Tweet Me Right
Jill, Savage*
*The judges will also accept “Campaign Supernova”
As her husband owned Super Tuesday, so too did Dr. Jill Biden own this protester in Los Angeles. Talk about having your running mate’s back. In other news, Michael Bloomberg can now be elected tribal chieftain of American Samoa while our favorite candidate, Liz Warren, the person you’d most likely put in charge of your junior high science project or senior prom decorating committee, finishes a distant third.
Still, considering the two candidates ahead of her are past their 76th birthday, four out of five actuaries are recommending she remain in the race.
My President
Jurgen Klopp, football manager, Liverpool F.C.
Do You Know INO
We don’t own Inovio Pharmaceuticals (INO), but if you own the biotech stock you’ve had a good week thus far. It closed at $4 per share on Monday. Today it will open at $8.69 per share. Why?
The company announced that it will accelerate its trials for a coronavirus vaccine to early April, as opposed to June/July, which is accepted. Of course there’s nothing in that statement that says the vaccine has a chance to be any more viable than anyone else’s, but that’s the crazy stock market we live in.
The Dow: Down 3,000 points last week. Up 1,295 on Monday. Down 800 yesterday. Scheduled to open up 700 this morning. Enjoy the ride. Here’s your air sickness bag.
Jack and Jake
One more reason to love Jack Nicholson, from Sam Wasson’s The Big Goodbye, which is all about the making of Chinatown and the Hollywood scene in the early Seventies.

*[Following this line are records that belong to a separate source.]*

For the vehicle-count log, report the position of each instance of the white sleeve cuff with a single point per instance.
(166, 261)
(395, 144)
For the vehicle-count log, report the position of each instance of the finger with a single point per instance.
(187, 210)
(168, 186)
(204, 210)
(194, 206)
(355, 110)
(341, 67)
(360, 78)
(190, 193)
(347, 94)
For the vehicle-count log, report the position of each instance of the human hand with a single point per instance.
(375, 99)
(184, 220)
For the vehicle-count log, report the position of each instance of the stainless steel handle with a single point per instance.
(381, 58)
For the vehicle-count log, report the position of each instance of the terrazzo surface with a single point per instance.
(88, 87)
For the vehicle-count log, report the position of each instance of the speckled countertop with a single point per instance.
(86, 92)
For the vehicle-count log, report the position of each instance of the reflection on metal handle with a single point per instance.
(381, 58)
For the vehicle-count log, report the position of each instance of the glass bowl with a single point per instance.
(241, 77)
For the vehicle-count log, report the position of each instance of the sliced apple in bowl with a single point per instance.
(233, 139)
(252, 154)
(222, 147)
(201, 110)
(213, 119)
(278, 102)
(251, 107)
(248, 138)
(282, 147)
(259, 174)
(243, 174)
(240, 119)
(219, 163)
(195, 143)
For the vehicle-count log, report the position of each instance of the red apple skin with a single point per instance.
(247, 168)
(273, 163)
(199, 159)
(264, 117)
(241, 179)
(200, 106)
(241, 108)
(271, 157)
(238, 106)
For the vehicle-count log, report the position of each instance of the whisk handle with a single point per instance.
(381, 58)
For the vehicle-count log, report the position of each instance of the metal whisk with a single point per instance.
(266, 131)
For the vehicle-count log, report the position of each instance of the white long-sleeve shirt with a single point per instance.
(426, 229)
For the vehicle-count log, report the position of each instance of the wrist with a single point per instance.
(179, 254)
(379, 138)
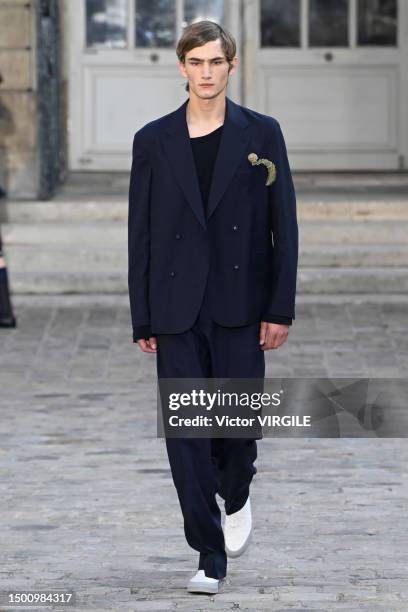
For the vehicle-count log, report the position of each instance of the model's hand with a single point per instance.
(272, 335)
(148, 346)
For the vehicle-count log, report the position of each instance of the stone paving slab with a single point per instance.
(87, 497)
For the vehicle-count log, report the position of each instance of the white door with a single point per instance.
(334, 73)
(123, 71)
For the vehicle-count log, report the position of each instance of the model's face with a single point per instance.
(206, 69)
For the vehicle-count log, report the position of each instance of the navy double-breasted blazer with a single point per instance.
(246, 247)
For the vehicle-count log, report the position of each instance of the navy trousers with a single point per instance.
(202, 467)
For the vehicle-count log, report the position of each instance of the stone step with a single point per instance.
(108, 234)
(107, 208)
(64, 255)
(105, 279)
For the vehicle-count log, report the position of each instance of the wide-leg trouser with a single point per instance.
(201, 467)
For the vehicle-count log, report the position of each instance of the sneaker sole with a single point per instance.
(198, 587)
(237, 553)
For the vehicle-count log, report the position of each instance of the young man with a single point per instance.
(213, 249)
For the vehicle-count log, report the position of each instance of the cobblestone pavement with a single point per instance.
(87, 497)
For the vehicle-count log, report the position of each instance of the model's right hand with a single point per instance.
(148, 346)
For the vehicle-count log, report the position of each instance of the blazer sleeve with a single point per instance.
(139, 241)
(285, 235)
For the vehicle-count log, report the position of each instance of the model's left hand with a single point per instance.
(272, 335)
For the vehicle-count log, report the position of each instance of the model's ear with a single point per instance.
(182, 69)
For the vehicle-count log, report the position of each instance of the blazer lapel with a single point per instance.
(232, 147)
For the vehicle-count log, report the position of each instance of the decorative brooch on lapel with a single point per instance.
(253, 158)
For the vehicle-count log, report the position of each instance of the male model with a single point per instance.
(213, 248)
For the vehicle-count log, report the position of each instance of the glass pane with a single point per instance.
(328, 23)
(280, 23)
(155, 23)
(106, 23)
(196, 10)
(377, 22)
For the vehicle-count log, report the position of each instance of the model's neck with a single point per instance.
(201, 112)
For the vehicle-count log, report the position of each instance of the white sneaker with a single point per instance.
(237, 530)
(200, 583)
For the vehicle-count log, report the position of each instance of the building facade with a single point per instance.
(334, 73)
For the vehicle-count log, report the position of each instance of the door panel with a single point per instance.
(333, 72)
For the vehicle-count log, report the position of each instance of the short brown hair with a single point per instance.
(201, 32)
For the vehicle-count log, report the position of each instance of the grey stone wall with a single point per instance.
(24, 143)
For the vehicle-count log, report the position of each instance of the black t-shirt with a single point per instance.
(205, 150)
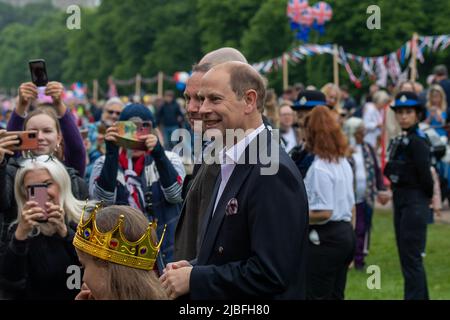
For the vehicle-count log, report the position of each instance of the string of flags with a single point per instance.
(381, 67)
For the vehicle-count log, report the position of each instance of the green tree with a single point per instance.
(224, 22)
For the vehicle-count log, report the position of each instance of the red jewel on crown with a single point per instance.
(87, 233)
(142, 251)
(113, 243)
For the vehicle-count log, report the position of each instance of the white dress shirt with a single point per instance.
(230, 157)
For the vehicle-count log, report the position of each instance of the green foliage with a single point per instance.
(383, 253)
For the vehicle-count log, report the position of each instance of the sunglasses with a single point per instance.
(111, 112)
(29, 157)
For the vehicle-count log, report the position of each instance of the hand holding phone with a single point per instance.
(31, 215)
(38, 72)
(144, 128)
(39, 194)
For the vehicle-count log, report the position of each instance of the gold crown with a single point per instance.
(113, 246)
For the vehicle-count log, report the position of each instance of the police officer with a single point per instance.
(305, 102)
(408, 169)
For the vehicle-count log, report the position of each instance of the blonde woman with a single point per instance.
(436, 105)
(34, 262)
(113, 279)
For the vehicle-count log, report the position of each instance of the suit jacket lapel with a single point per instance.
(237, 178)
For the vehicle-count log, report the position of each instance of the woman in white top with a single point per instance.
(329, 185)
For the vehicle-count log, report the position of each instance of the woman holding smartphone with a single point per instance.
(148, 180)
(329, 185)
(51, 132)
(38, 249)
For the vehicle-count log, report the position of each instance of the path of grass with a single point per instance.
(383, 252)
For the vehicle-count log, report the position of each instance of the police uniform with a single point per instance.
(306, 101)
(408, 169)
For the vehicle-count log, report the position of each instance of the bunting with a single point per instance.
(383, 67)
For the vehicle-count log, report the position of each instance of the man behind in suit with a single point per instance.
(254, 236)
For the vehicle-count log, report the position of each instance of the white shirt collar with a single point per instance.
(235, 152)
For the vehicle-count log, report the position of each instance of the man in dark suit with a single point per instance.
(199, 185)
(254, 234)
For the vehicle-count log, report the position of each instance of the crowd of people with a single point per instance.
(149, 223)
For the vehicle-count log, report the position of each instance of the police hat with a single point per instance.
(309, 99)
(407, 99)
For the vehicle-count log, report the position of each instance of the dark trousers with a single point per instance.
(328, 261)
(411, 210)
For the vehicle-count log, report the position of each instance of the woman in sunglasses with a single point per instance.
(51, 132)
(39, 250)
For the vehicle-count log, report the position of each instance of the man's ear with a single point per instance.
(250, 100)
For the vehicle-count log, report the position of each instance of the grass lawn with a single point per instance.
(383, 252)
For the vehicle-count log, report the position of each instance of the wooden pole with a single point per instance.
(160, 84)
(335, 65)
(95, 90)
(414, 49)
(137, 91)
(285, 71)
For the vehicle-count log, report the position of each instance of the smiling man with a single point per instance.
(253, 239)
(197, 188)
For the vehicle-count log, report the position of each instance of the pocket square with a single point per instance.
(232, 207)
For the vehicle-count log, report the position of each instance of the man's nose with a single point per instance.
(193, 106)
(204, 108)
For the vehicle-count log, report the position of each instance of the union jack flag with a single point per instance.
(322, 12)
(294, 9)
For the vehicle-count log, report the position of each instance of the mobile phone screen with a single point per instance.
(38, 193)
(38, 73)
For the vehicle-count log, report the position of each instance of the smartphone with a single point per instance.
(28, 140)
(38, 72)
(38, 193)
(129, 131)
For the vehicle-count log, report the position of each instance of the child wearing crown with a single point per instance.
(117, 247)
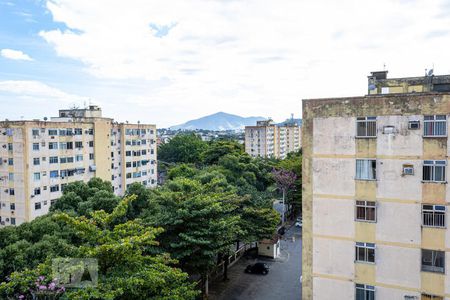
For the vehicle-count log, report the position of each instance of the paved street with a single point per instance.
(282, 282)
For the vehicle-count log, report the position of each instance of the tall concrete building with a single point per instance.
(375, 192)
(267, 139)
(38, 158)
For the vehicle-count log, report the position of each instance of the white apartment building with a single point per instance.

Nicholson returns to L.A. from shooting another film in Spain on October 13, 1973. The next day he’s in wardrobe for Chinatown. The day after that he’s in an orange grove an hour or so east of Los Angeles for the first day of shooting on Roman Polanski’s film.
It’s literally the first morning of shooting. The scene calls for the farmer to knock Nicholson’s character, Jake Gittes, out with his crutch. “Hit him over the head as hard as you can,” Polanski directs the other actor.
The next shot calls for Gittes to be laying in the dirt, knocked out. “Keep your eyes closed,” Polanski tells Nicholson as he sets up the shot. Polanski spots an ant and places it on Nicholson’s face in hopes of capturing it crawling up his cheek. All the time he reminds Nicholson to keep his eyes closed.
“Roll camera,” Polanski orders but the ant changes direction.
“Cut,” Polanski says, and places the ant back on Nicholson’s cheek.
“So let me get this straight—” Nicholson drawls.
“Eyes closed,” Polanski reminds his star.
“When the ant gets this right, we’ve got a take?”
“Correct.”
Loving Cup
While we’d never pretend to be an expert on the Rolling Stones (direct all your queries to our good friend, college classmate, former SI colleague and now attorney-at-law Martin J. Burns), we will say this: If there’s one Stones song we’ve come across in our later years that we don’t understand why it didn’t get more air play in the Seventies (and beyond), that tune would be “Loving Cup.” From the 1972 classic album Exile On Main Street.
It’s so bluesy and jangly, you know it’s them before you even have to ask.
You be the judge.
That kid’s nickname is “Snacks”. Perhaps not as ‘musical’ as “The Owl Without a Vowel” but definitely a name bestowed on a GUY by some other GUYS. Maybe in a couple decades he can write an article in GQ detailing how it prevented him from being a success & he can get all his past “tormenters” fired from their current jobs… 😉
My nominee for Stones “why didn’t I hear this on KCLD in 1977?” song would be Salt of the Earth (Beggars Banquet). Lyrics would make it a good Bernie campaign song, too.
Dray, I’m guessing KCLD called itself “The Cloud” and what a lovely reminder for Minnesotans enduring Seasonal Affect Disorder.